Let's remember the politics of marriage itself. The simplistic formula that claims "you're either pro-marriage or against equality" makes us forget that all forms of marriage perpetuate gender, racial and economic inequality. It mistakenly assumes that support for marriage is the only good measure of support for LGBT communities. This political moment calls for anti-homophobic politics that centralize anti-racism and anti-poverty. Marriage is a coercive state structure that perpetuates racism and sexism through forced gender and family norms. Right wing pro-marriage rhetoric has targeted families of color and poor families, supported a violent welfare and child protection system, vilified single parents and women, and marginalized queer families of all kinds.

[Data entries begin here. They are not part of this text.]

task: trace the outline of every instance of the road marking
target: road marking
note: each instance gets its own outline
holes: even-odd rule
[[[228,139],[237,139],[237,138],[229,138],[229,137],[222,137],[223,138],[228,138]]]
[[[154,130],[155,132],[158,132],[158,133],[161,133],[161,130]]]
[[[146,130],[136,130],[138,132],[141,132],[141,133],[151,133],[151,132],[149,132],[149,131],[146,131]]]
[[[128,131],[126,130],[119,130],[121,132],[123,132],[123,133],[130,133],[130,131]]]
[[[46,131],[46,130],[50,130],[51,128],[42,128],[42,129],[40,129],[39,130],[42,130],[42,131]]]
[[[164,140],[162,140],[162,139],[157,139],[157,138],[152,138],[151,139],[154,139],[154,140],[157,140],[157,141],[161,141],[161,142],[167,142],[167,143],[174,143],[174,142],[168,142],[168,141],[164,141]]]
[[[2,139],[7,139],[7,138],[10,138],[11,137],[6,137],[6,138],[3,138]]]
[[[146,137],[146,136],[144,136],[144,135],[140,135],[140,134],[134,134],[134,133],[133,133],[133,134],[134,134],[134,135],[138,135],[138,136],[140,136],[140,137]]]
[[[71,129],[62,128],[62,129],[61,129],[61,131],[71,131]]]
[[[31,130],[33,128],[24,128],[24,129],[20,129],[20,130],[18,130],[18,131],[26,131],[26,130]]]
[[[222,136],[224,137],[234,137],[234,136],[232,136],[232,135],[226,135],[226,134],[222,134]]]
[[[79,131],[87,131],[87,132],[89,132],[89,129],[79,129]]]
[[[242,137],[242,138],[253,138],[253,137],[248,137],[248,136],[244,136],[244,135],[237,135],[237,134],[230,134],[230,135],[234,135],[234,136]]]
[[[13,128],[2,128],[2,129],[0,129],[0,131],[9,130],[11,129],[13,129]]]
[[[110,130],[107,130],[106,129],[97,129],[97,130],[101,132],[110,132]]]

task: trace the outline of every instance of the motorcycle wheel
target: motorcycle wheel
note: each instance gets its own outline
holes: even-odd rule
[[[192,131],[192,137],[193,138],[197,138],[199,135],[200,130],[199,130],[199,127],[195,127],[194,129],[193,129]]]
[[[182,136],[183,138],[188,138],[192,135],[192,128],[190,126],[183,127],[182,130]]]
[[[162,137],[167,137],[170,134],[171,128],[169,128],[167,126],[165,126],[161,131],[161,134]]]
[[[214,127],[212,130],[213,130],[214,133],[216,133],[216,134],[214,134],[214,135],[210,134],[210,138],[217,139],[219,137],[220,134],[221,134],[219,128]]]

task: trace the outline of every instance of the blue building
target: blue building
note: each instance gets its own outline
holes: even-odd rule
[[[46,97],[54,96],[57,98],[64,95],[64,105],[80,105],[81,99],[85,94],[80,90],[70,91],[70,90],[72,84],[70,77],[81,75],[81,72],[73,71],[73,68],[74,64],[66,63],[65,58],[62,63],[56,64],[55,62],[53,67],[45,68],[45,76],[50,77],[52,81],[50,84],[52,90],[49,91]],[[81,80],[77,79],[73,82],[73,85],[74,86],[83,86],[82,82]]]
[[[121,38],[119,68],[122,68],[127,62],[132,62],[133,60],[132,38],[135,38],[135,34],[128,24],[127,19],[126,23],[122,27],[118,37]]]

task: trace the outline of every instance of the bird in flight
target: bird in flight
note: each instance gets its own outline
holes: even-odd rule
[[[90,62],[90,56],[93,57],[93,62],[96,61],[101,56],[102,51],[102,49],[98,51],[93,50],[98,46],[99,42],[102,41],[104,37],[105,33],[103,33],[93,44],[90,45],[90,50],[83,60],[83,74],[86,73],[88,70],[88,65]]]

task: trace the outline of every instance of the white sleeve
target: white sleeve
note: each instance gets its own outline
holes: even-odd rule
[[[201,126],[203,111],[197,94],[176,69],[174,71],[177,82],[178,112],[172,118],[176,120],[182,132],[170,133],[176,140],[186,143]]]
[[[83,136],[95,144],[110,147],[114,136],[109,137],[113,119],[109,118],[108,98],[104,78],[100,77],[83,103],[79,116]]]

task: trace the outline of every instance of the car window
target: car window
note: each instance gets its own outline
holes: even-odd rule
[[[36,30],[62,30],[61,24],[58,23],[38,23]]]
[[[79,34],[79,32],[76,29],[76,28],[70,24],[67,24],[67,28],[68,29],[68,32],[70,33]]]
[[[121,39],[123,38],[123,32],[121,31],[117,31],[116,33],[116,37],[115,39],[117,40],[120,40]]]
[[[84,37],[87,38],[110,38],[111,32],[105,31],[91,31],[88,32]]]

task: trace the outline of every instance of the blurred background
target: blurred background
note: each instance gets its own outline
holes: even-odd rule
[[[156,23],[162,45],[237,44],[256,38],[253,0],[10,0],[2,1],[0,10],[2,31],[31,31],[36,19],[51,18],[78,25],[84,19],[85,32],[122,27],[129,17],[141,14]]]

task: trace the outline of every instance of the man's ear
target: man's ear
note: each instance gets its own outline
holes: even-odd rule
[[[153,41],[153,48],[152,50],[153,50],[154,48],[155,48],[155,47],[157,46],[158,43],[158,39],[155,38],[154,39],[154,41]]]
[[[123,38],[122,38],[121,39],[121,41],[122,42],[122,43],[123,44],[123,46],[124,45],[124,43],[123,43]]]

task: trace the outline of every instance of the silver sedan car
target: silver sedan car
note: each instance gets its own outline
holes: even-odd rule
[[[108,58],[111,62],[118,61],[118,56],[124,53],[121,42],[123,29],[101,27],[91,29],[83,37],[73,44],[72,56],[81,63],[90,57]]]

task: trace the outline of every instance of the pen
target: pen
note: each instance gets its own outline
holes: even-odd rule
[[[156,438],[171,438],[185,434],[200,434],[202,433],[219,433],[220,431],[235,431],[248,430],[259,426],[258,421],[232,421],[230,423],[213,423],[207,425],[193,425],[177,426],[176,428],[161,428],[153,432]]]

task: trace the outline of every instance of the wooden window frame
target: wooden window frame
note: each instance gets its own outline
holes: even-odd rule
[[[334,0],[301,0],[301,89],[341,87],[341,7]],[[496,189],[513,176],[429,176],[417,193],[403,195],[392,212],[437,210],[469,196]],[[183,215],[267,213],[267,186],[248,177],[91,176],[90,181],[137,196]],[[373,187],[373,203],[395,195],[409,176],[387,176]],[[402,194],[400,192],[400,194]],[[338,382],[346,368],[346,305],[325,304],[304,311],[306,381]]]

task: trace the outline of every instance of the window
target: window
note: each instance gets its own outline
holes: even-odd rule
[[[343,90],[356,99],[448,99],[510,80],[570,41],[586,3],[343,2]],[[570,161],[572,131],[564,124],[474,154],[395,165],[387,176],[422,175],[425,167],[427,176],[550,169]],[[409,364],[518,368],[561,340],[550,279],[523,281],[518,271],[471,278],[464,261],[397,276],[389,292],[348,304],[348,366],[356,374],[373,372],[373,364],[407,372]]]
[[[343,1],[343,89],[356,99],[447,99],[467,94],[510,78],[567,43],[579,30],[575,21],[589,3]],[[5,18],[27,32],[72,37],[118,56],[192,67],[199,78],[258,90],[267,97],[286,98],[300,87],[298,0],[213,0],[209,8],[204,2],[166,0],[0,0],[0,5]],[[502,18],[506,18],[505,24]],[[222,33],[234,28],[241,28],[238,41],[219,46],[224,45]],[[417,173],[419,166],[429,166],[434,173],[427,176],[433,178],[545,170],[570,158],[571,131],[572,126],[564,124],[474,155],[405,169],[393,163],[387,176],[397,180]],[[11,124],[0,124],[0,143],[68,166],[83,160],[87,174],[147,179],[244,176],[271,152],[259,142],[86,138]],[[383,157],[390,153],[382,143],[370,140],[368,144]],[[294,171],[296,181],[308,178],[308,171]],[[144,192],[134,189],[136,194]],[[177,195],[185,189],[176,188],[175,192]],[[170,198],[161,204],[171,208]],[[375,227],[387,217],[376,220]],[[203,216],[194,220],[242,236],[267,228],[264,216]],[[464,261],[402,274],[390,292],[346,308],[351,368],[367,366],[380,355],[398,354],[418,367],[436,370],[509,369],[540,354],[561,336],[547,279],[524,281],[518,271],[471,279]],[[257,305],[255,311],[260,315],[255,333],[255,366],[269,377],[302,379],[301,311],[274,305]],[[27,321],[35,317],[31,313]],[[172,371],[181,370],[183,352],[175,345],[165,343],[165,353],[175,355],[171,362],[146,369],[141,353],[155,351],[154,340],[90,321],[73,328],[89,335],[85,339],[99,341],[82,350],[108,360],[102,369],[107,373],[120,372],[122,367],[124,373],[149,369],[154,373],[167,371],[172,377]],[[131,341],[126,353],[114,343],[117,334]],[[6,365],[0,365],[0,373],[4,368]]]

Expanding marriage to include a narrow band of same-sex couples only strengthens that system of marginalization and supports the idea that the state should pick which types of families to reward and recognize and which to punish and endanger.

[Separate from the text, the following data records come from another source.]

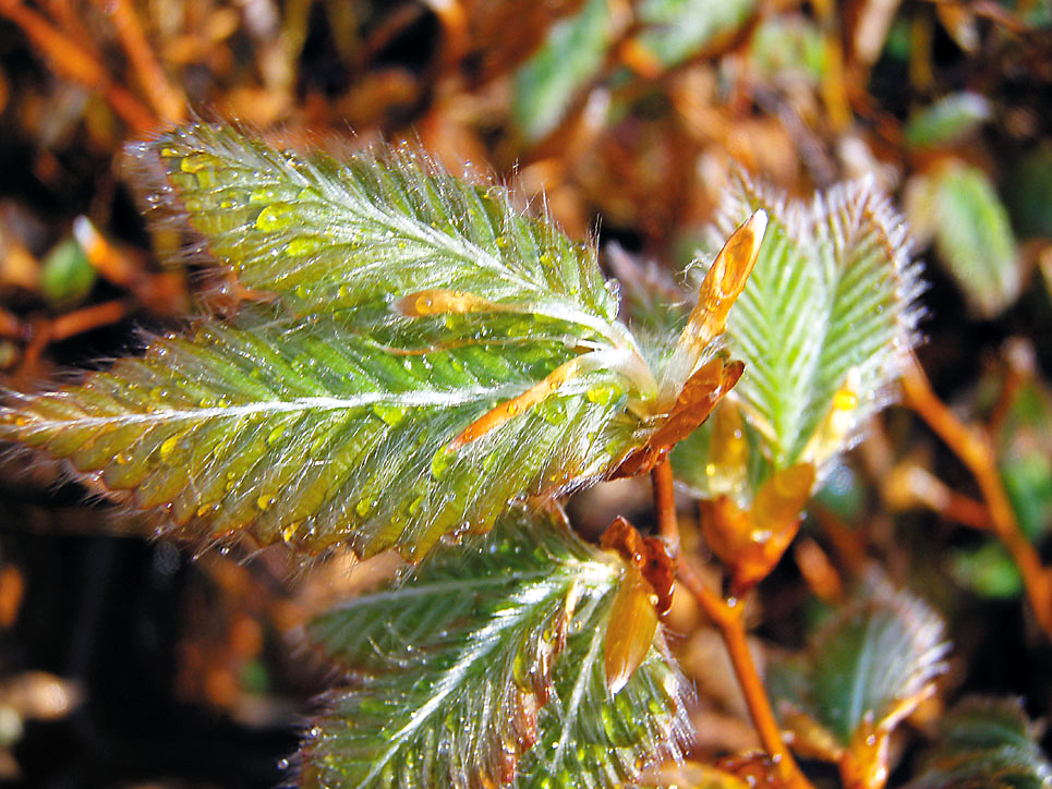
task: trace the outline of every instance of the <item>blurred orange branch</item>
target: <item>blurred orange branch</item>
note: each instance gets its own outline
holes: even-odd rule
[[[1052,638],[1052,571],[1041,565],[1033,545],[1019,530],[989,434],[965,425],[954,415],[932,391],[916,359],[903,375],[903,389],[905,404],[928,423],[975,476],[990,508],[991,526],[1019,568],[1038,623]]]
[[[113,20],[113,27],[135,71],[143,95],[153,105],[157,116],[166,121],[185,120],[186,97],[168,80],[154,56],[154,48],[146,39],[131,1],[95,0],[95,4]]]
[[[97,92],[136,133],[146,132],[157,119],[135,96],[113,82],[98,59],[20,0],[0,0],[0,14],[14,22],[50,62],[56,73]]]

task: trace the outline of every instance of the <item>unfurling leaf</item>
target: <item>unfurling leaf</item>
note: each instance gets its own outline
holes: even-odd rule
[[[972,696],[939,721],[924,768],[907,789],[1049,789],[1052,763],[1016,699]]]
[[[839,610],[805,656],[769,666],[767,685],[794,749],[836,762],[848,787],[883,787],[891,732],[945,668],[943,634],[927,605],[883,583]]]
[[[718,422],[710,422],[674,454],[699,495],[726,493],[740,506],[775,470],[809,462],[822,478],[857,439],[915,342],[921,288],[903,221],[869,181],[811,205],[742,182],[718,227],[733,229],[761,209],[767,231],[726,332],[731,355],[745,363],[734,394],[743,424],[725,424],[717,437]],[[748,462],[720,462],[721,452],[745,452]],[[748,480],[727,477],[742,465]]]
[[[603,641],[626,566],[515,508],[401,581],[318,617],[361,683],[303,743],[303,786],[593,787],[678,757],[685,683],[660,633],[613,697]]]
[[[337,162],[201,124],[140,154],[164,172],[147,202],[256,303],[81,386],[12,396],[0,439],[181,533],[419,559],[518,496],[610,475],[654,435],[667,451],[736,380],[694,337],[680,388],[658,392],[663,362],[617,320],[594,250],[423,157]],[[734,298],[718,295],[709,339]],[[696,398],[706,371],[723,373]]]
[[[800,527],[813,485],[814,466],[798,463],[763,483],[748,510],[726,495],[702,502],[702,534],[730,571],[731,594],[742,595],[778,563]]]
[[[1019,252],[1008,213],[990,178],[951,160],[915,177],[906,213],[920,238],[934,238],[938,258],[971,308],[993,318],[1023,288]]]

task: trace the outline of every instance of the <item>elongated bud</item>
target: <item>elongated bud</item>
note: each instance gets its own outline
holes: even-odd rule
[[[633,565],[626,565],[603,645],[606,688],[612,695],[628,684],[654,643],[656,604],[653,586]]]
[[[674,399],[694,372],[710,343],[723,333],[727,314],[745,290],[767,230],[767,214],[758,210],[723,245],[698,291],[698,304],[679,336],[662,376],[661,399]]]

We still demand a queer political agenda that centralizes the experiences of prisoners, poor people, immigrants, trans people, and people with disabilities. We reject a gay agenda that pours millions of dollars into campaigns for access to oppressive institutions for a few that stand to benefit.

We are being told marriage is the way to solve gay people's problems with health care access, immigration, child custody, and symbolic equality. It does not solve these problems, and there are real campaigns and struggles that would and could approach these problems for everyone, not just for a privileged few. Let's take the energy and money being put into gay marriage and put it toward real change: opposing the War on Terror and all forms of endless war; supporting queer prisoners and building a movement to end imprisonment; organizing against police profiling and brutality in our communities; fighting attacks on welfare, public housing and Medicaid; fighting for universal health care that is trans and reproductive healthcare inclusive; fighting to tax wealth not workers; fighting for a world in which no one is illegal.

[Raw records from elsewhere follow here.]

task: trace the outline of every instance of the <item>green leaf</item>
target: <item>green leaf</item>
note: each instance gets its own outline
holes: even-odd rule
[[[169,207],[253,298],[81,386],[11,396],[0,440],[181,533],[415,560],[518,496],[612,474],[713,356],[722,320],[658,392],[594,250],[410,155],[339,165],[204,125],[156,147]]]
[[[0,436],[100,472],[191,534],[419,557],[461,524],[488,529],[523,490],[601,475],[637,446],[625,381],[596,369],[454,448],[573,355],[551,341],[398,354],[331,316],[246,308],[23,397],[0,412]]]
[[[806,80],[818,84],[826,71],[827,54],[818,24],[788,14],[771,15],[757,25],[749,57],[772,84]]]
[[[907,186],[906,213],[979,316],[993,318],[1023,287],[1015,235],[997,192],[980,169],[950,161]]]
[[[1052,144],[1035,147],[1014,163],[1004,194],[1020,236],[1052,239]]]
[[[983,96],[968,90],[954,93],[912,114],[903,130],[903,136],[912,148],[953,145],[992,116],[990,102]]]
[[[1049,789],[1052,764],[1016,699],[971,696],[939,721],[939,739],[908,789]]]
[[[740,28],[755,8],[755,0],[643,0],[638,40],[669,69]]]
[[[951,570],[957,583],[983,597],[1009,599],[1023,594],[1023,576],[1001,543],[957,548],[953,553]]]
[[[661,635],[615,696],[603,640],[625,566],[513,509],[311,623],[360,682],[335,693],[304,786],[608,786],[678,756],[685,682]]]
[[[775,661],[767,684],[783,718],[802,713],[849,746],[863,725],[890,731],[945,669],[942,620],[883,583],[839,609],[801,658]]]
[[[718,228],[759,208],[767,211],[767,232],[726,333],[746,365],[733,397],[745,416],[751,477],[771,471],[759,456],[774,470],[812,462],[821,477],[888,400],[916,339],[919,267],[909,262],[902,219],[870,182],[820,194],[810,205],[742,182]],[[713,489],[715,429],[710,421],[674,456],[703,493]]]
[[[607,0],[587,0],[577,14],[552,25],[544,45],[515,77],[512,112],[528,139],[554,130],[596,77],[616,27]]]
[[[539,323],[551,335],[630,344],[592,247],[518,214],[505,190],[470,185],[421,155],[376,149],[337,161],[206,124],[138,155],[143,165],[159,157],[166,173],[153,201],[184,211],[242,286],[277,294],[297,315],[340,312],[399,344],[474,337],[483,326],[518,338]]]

Now, check out this awesome comment from Dark Daughta, which will close this post because it's so awesome.

photo of my friend Dark Daughta is from here
Dark Daughta said...
I think that as the different segments of various movements spend more time interacting with each other and reading each other there will be a kind of coalescing of political agendas. I will definitely appreciate lefty men developing a layered analysis that includes the people of colour and native people they oppress. I'd also appreciate the middle classes of various communities who do radical work to incorporate an analysis of status, hierarchy, class and career that points fingers back at them. I'd like people of colour who are immigrants like me to think and read and write more about the relationship between their immigration, their status as low level settler occupiers and the plight of native and inuit peoples. I'd like married radical political folk to think more regularly about queers and nonmonogamists. I'd like to have more conversations with people about the politics of aging both in and outside communities of resistance. I'd like to talk more about beauty, evil limited construct, with people inside communities of resistance who nonetheless set up artificial standards related to who is attractive and who is not. If I see one more bony jutting hipped white dyke or transman with limp jauntily cut kewl hair presented as the epitome of what it means to be politically radical, conscious and kewl, I'm gonna scream. Well...err...not scream, really. :) But it's just that every community, instead of obliterating oppressive standards and beliefs based in hierarchy seems really comfortable creating new ways to exclude and/or raise up a handful. It's frustrating.